(Editor’s note: The Vanguard is proud to announce a new project in partnership with Incarcerated Allied Media. Thanks to Dr. Joan Parkin and D. Razor Babb. These articles are published by Incarcerated Individuals at Mule Creek State Prison and part of the Mule Creek Post publication.)
By J. Carson
LOS ANGELES COUNTY
District Attorney George Gascón announced policy changes to lock up fewer people and seek the early release of thousands of state prison inmates serving overly long sentences. “It is time to change course and implement a system of justice that will enhance our safety and humanity,” Gascón said in December.
During his inauguration December 7, Gascón announced that his office will no longer request cash bail for any misdemeanor or for non-serious and non-violent felony offenses, with the goal of eliminating cash bail entirely sometime in 2021. The DA will disband the Special Circumstances Committee — the body that decides which cases are suitable for capital punishment — and the office will not seek the death penalty in any cases; those already sentenced will be reviewed on a case-by-case basis. In coordination with the passage of Measure J, setting aside 10 percent of the county’s annual budget for alternatives to incarceration (estimated at $300 million to $1 billion each year), the DA’s office will work to divert individuals into behavioral health services instead of charging low-level offenses related to poverty, substance use, mental illness, and homelessness.

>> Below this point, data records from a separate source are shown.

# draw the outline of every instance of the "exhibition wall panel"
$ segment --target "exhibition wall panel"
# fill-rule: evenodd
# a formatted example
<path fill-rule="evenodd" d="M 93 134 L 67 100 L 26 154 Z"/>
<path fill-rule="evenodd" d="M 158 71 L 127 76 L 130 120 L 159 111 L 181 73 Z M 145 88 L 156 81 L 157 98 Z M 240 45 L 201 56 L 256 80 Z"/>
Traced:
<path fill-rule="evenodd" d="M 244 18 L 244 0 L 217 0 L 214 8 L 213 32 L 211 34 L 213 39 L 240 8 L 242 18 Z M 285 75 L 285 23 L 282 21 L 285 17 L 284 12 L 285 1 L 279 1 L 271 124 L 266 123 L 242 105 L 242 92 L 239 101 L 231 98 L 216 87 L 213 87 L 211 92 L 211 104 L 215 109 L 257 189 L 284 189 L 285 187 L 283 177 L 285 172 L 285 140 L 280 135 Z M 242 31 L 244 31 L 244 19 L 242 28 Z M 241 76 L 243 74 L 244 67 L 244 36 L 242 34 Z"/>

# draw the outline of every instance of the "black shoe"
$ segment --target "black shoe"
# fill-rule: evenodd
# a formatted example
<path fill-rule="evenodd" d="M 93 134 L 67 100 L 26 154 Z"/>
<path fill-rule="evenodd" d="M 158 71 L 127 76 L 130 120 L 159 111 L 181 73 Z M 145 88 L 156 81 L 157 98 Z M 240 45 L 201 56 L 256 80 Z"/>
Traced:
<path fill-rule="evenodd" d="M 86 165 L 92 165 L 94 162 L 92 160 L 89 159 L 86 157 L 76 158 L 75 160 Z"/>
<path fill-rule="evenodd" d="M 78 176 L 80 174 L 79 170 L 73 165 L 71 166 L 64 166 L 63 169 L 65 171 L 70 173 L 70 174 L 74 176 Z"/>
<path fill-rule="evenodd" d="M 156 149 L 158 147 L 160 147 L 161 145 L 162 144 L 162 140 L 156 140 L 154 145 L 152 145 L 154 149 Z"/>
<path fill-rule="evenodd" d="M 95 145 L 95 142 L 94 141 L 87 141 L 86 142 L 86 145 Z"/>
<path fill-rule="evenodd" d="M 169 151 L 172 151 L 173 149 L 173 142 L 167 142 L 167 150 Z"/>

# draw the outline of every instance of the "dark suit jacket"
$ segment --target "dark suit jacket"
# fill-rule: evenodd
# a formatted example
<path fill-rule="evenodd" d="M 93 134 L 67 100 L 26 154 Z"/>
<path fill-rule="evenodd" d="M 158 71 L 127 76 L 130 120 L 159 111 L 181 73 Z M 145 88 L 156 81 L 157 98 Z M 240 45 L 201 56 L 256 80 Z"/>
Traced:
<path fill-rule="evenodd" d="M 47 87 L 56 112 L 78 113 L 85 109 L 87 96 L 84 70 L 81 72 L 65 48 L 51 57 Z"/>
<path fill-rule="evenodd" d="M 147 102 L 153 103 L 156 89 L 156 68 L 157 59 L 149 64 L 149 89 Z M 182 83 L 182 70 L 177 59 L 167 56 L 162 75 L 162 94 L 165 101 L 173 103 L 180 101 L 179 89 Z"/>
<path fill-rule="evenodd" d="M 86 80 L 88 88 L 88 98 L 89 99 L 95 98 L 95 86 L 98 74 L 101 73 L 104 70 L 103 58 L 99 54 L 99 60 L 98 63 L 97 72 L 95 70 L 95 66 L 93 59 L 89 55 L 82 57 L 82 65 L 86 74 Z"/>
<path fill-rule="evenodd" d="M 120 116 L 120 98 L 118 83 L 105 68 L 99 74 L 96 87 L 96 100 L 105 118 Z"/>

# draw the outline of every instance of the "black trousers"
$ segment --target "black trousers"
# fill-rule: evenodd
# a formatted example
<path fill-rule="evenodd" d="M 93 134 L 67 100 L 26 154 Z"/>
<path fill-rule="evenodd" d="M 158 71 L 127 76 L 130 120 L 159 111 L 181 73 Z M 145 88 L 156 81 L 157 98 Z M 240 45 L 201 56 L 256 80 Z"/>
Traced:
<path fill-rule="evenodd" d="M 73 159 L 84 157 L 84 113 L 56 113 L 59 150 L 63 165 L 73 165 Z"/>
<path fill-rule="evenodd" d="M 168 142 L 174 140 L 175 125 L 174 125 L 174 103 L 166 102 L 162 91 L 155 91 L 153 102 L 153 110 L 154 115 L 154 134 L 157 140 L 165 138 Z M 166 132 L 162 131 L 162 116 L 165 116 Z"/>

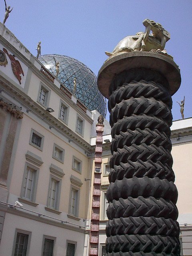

The new policies are not without controversy, however. The union representing L.A. County prosecutors sued Gascón, and a February ruling was largely in their favor. Experts believe that the court’s decision could be appealed all the way to the state’s Supreme Court. The California District Attorneys Association filed an amicus brief in support of the union, despite its mission of advocating for elected prosecutors, and dozens of progressive prosecutors from around the county filed briefs in support of Gascón.
Last year, several “breakaway” prosecutors — including Gascón, San Francisco D.A. Chesa Boudin, and San Joaquin County D.A. Tori Verber Salazar — formed their own advocacy group, Prosecutors Alliance of California. Sen. Steven Bradford (D-Gardena) notes that “in the 10 years I have been [at the Capitol], we do see a shift” in the sway held by the California District Attorneys Association. It should be noted that these policy changes are not changes to state law, and apply to Los Angeles County only.